Don’t hold back, Dre Alvarez & Anna Fishko. Tell us how you really feel.
Anti-war messaging aside, the season’s major storyline gains significant propulsion in “Blind Spot.” Katie takes a bold step for the Insurgency in this episode, and it immediately backfires in an nasty way. She stages a firebombing on her own home in order to get inside Homeland Security to spy for the Resistance. There she is cross-examined by Phillis who doesn’t buy her story one bit.

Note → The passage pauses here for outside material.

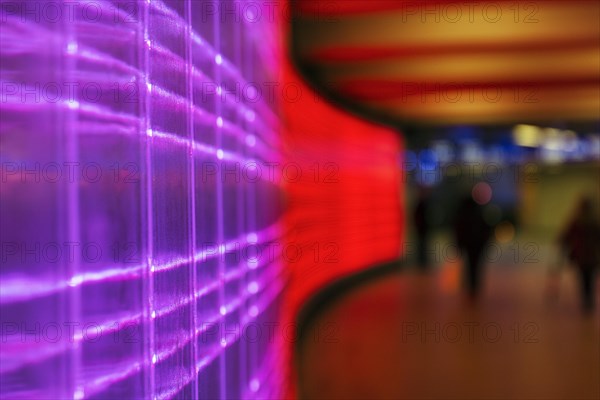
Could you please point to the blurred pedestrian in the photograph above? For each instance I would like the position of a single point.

In fact, she sees right through her facade as the naive wife and starts dissecting her relationship with Will in what might be Colony’s 51st uneasy moment this far.
And what would be number 52? When Will confronts Phyllis about said interaction a few minutes later, only to have her pull the rug out from underneath him by revealing that his son Bram has been secretly recording Geronimo’s broadcasts. This leads into number 53, the moment in which Will storms into Bram’s room and scolds him for doing so. But this event culminates with an important bit of info droppage that gives Will with the clues he needs to track the mystery (wo)man down during his next broadcast. When Will does successfully capture “Geronimo,” aka the homeless man we saw in “98 Seconds” he can tell he’s not the real deal, just as I intuited last episode. The person they’re actually looking for is in The Green Zone, a more privileged section of the LA bloc that we’re still learning more about.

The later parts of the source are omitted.